[scala] How do I convert csv file to rdd

I'm new to spark. I want to perform some operations on particular data in a CSV record.

I'm trying to read a CSV file and convert it to RDD. My further operations are based on the heading provided in CSV file.

(From comments) This is my code so far:

final JavaRDD<String> File = sc.textFile(Filename).cache();
final JavaRDD<String> lines = File.flatMap(new FlatMapFunction<String, String>() { 
    @Override public Iterable<String> call(String s) { 
    return Arrays.asList(EOL.split(s)); 
    } 
});
final String heading=lines.first().toString();

I can get the header values like this. I want to map this to each record in CSV file.

final String[] header=heading.split(" "); 

I can get the header values like this. I want to map this to each record in CSV file.

In java I’m using CSVReader record.getColumnValue(Column header) to get the particular value. I need to do something similar to that here.

This question is related to scala apache-spark

The answer is


I'd recommend reading the header directly from the driver, not through Spark. Two reasons for this: 1) It's a single line. There's no advantage to a distributed approach. 2) We need this line in the driver, not the worker nodes.

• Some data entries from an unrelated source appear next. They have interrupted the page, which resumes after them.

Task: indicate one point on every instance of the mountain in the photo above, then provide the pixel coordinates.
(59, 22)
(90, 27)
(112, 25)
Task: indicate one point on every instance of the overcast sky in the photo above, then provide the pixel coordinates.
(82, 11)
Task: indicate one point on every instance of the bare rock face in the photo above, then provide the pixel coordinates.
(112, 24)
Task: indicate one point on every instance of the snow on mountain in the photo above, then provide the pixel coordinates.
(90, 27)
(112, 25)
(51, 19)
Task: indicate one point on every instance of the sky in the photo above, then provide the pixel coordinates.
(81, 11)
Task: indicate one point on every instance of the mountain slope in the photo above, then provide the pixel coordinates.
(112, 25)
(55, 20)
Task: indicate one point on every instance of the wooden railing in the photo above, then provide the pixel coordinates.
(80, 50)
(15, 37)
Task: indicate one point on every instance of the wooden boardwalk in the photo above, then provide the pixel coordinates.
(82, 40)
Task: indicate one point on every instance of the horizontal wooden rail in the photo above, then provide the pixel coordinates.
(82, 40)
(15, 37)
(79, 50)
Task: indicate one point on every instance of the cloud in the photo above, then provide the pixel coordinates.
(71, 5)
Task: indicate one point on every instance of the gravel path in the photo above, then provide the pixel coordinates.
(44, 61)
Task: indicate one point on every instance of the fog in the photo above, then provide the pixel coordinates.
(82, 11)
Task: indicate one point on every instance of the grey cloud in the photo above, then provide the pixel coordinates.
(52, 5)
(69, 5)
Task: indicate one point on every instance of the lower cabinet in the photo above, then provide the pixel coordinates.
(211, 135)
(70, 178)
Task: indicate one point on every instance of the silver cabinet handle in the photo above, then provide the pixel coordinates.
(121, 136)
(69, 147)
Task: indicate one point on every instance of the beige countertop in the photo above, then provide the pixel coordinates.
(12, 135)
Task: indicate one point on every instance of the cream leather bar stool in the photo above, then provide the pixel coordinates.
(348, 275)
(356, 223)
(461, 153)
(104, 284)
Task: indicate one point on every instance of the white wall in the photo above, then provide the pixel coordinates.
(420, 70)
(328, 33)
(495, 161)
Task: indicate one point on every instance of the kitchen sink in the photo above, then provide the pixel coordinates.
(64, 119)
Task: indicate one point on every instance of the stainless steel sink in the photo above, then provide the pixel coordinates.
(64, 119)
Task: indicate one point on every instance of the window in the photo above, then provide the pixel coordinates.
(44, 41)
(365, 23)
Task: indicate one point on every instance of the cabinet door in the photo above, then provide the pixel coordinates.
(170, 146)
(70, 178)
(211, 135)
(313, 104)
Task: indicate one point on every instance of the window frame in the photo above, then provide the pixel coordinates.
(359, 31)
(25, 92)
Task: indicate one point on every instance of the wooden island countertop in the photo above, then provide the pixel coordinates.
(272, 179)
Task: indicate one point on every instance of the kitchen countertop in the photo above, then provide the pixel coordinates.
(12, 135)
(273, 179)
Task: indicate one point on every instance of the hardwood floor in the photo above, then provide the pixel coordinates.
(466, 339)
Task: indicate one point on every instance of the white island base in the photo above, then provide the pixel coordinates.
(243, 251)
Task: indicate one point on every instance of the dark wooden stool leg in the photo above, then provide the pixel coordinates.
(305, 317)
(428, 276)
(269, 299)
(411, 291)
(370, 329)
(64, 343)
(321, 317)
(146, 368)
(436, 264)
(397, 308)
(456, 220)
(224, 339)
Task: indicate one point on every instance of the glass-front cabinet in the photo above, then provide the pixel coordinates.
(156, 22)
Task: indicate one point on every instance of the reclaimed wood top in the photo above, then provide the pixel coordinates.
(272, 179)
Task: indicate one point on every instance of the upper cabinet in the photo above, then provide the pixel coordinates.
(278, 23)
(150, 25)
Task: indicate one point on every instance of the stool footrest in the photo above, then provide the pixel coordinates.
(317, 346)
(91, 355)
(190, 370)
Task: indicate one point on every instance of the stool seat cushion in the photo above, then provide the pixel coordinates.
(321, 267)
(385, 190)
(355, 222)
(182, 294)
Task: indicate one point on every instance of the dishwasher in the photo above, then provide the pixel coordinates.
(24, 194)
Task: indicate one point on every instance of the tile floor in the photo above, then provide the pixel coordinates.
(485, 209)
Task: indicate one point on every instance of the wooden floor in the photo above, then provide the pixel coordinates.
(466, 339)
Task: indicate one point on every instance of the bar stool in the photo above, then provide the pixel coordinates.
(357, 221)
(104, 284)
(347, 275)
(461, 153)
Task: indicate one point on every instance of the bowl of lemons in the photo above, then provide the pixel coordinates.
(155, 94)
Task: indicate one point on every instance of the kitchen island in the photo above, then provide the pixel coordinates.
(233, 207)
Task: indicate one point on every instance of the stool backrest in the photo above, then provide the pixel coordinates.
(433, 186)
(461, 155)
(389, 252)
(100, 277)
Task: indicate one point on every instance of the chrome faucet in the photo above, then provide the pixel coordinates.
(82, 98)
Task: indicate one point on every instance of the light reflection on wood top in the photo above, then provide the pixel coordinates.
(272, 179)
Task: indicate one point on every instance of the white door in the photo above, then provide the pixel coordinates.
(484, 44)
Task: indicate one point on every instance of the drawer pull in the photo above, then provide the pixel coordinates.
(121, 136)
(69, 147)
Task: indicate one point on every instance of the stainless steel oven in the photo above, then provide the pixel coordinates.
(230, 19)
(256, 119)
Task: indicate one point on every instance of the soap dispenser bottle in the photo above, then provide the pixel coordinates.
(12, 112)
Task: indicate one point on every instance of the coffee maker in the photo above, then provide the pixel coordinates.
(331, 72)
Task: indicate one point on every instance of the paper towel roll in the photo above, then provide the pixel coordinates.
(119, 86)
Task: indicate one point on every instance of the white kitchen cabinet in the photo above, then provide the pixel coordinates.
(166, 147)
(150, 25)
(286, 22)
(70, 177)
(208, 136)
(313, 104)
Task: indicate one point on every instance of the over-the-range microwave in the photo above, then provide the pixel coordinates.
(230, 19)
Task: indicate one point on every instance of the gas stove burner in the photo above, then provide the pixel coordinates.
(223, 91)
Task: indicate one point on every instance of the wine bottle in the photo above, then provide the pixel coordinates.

It goes something like this:

// Ridiculous amount of code to read one line.
val uri = new java.net.URI(filename)
val conf = sc.hadoopConfiguration
val fs = hadoop.fs.FileSystem.get(uri, conf)
val path = new hadoop.fs.Path(filename)
val stream = fs.open(path)
val source = scala.io.Source.fromInputStream(stream)
val header = source.getLines.head

Now when you make the RDD you can discard the header.

val csvRDD = sc.textFile(filename).filter(_ != header)

Then we can make an RDD from one column, for example:

val idx = header.split(",").indexOf(columnName)
val columnRDD = csvRDD.map(_.split(",")(idx))

We can use the new DataFrameRDD for reading and writing the CSV data. There are few advantages of DataFrameRDD over NormalRDD:

  1. DataFrameRDD are bit more faster than NormalRDD since we determine the schema and which helps to optimize a lot on runtime and provide us with significant performance gain.
  2. Even if the column shifts in CSV it will automatically take the correct column as we are not hard coding the column number which was present in reading the data as textFile and then splitting it and then using the number of column to get the data.
  3. In few lines of code you can read the CSV file directly.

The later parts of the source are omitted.